Individual Therapy
Learn more about
Individual Therapy
Our team at everyBody Behavioral Health prides ourself with being genuine (we are real human beings and will be real with you), compassionate, empathetic (understanding of your feelings), and trusting. Research shows that the therapeutic relationship is one of the most important factors in healing. Our approach to treatment is collaborative, meaning that we will work with you to identify goals and guide you towards reaching them. At the same time, we are focused eating disorder specialists and we provide evidence-based treatment to help you recover and improve your health. We will meet you where you are and guide you in the direction of what we know works.

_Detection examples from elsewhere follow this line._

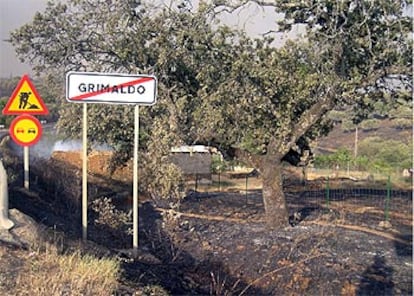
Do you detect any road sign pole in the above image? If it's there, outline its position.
[82,104,88,242]
[132,105,139,256]
[23,146,29,190]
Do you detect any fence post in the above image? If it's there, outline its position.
[0,160,14,230]
[326,177,330,211]
[218,170,221,192]
[384,176,391,222]
[246,175,249,204]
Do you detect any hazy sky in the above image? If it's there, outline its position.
[0,0,300,77]
[0,0,47,77]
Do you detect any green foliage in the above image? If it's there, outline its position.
[11,0,412,217]
[360,119,380,131]
[341,120,357,132]
[92,197,132,234]
[314,137,413,174]
[358,137,413,172]
[0,77,20,98]
[391,118,413,129]
[211,154,228,174]
[314,148,353,169]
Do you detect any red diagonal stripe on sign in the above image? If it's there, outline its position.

How will everyBody Behavioral Health work with me?
Initial Assessment
A member of our team will first meet with you and get to know you to understand the current symptoms and where you feel “stuck”. We will gather information about your eating, activity, weight history, social history (family, work, relationship, upbringing), the role that food and body played in your family, etc. We will then make recommendations and work with you to collaboratively put together a treatment plan.
Goals
Our goals are to help you feel “unstuck,” recover, and improve your overall physical and emotional well-being. We will help you understand what may have contributed to the problem as well as what factors may be maintaining it. Sometimes what caused the initial unhealthy relationship with food, eating, weight, or body image, a long time ago, is very different than what is maintaining it.
Length of Treatment
Typically, we meet with patients weekly (but this is flexible upon the needs of each patient as some people need more or less frequent support). As treatment progresses patients transition to every other week, and then monthly, until they graduate from treatment. The ultimate goal is for patients to manage their eating and weight alone and to feel better without our assistance.
Examples of treatment targets:
- If you binge eat or emotionally eat or feel out of control, we may discuss the specific triggers that lead to a binge eating episode. Then, you can learn to prevent the trigger if possible or learn alternative ways of managing it. Triggers can include events, isolation, relationships (positive or negative), feelings (stress, anxiety, boredom, loneliness, excitement), physical sensations (hunger, PMS, tired), unhealthy (and maybe untrue) thoughts.
- If you tend to make unhealthy food choices, we may discuss why these choices are made, barriers to making healthier choices, and solutions to prevent this cycle from continuing.
- If you sabotage yourself, we may identify the unhealthy self-talk from within and formulate healthier ways of thinking, feeling, and behaving: “I just blew it, I may as well get the extra large serving;” “I’ll never lose weight, what’s the point;” “Nobody is going to find me attractive like this!” “ I’ll start over on Monday.”
- If you restrict your eating, we may look at your anxiety about eating and weight and take steps to challenge this. Or, we may look at what the eating disorder does for you and how else you may meet your needs.
- If you purge or compensate for what you have eaten, we will identify the triggers to your purging and ways to resist it.
- If you are underweight or malnourished, we will work to restore your weight in a healthy way.